O diretor do departamento de Doenças Transmissíveis do Ministério da Saúde, Eduardo Hage, afirmou que a equipe está monitorando o número de casos de nascimento de bebês com microcefalia. Até o momento, afirmou, não houve registros de aumentos expressivos de casos.
“A proporção de bebês com a má-formação está abaixo de dois casos a cada 10 mil nascidos vivos”, disse. “Isso em todos os Estados do País.” O indicador, completou, está bem abaixo dos 48 casos por 10 mil nascidos vivos registrado no Nordeste no auge da epidemia de microcefalia, no fim de 2015.
O comportamento destoa daquilo que era esperado por epidemiologistas. A expectativa era de que nascimento de bebês com microcefalia aumentasse principalmente no Rio, onde foi registrada uma epidemia de zika no início do ano. O receio era de que os casos começassem a aumentar a partir de junho. Não foi o que ocorreu. Nem no Rio nem em outros locais onde houve também um registro importante de casos de zika, como Mato Grosso.
Embora o comportamento esteja estável e já tenha passado o prazo de seis meses depois do aumento de casos de zika nessas regiões, a vigilância continuará intensa. “Consideramos o período de maior risco de nascimento até fevereiro, quando deve se completar um ano do início do aumento de casos de zika nessas regiões”, disse Hage.
Quanto mais o tempo passa sem que o número de casos de microcefalia aumente de forma expressiva nesses locais, mais ganha corpo a hipótese de que haja outros fatores relacionados à infecção da gestante por zika. “São várias as suspeitas, várias linhas investigativas. Mas até agora, nada foi comprovado”, completou.
O que se sabe, no entanto, é que a área compreendida entre Pernambuco, Rio Grande do Norte, Paraíba e Sergipe apresenta uma prevalência de crianças com anomalia muito superior do que o restante do País. Uma análise feita por Fátima Marinho de Souza, do Ministério da Saúde, mostra que no Nordeste, sobretudo nessa região, houve um aumento significativo da prevalência de anomalias congênitas no sistema nervoso. Entre 2006 e 2014, o indicador era de 0,8 no Nordeste. Em 2015, ele passou para 2,2, uma variação de 178,8%.

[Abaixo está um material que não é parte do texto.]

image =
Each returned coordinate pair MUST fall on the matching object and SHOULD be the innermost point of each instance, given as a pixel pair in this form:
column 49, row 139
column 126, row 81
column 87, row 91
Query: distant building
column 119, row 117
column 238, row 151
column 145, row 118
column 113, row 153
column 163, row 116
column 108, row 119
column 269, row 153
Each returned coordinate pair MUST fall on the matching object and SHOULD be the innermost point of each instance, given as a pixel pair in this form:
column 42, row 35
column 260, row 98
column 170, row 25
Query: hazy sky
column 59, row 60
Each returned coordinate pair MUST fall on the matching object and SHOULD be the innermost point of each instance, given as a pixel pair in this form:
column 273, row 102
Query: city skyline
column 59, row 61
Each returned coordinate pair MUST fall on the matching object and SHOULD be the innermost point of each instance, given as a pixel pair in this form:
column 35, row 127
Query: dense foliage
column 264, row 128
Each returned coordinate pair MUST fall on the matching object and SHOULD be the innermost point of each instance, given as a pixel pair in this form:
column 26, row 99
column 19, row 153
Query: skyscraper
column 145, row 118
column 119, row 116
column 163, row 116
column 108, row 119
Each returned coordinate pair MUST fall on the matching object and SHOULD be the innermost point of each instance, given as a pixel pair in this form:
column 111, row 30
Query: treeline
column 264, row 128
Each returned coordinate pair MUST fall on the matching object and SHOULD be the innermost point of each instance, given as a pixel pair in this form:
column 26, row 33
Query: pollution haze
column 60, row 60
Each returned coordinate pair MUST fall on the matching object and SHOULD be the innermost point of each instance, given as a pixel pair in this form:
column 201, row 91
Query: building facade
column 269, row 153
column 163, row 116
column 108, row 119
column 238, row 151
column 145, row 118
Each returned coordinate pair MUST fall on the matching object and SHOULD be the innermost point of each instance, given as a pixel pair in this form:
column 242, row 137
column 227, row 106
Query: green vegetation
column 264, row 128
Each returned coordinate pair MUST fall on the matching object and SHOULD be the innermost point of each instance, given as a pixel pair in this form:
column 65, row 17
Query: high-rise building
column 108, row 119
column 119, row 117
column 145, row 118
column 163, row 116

A análise mostra ainda que, das crianças diagnosticadas com microcefalia em 2015, 37% tinham baixo peso e 26% tinham 37 semanas ou menos de gestação. Filhos de mães jovens (51% tinham até 24 anos), com baixa escolaridade e predominantemente negras (pretas e parda). Diante desses casos, a equipe do Ministério da Saúde se prepara agora para estudar outras causas possíveis que possam estar associadas ao maior risco de microcefalia na região. Entre os fatores avaliados estão a qualidade da água, questões ambientais como esgoto e lixo e determinantes socioeconômicos.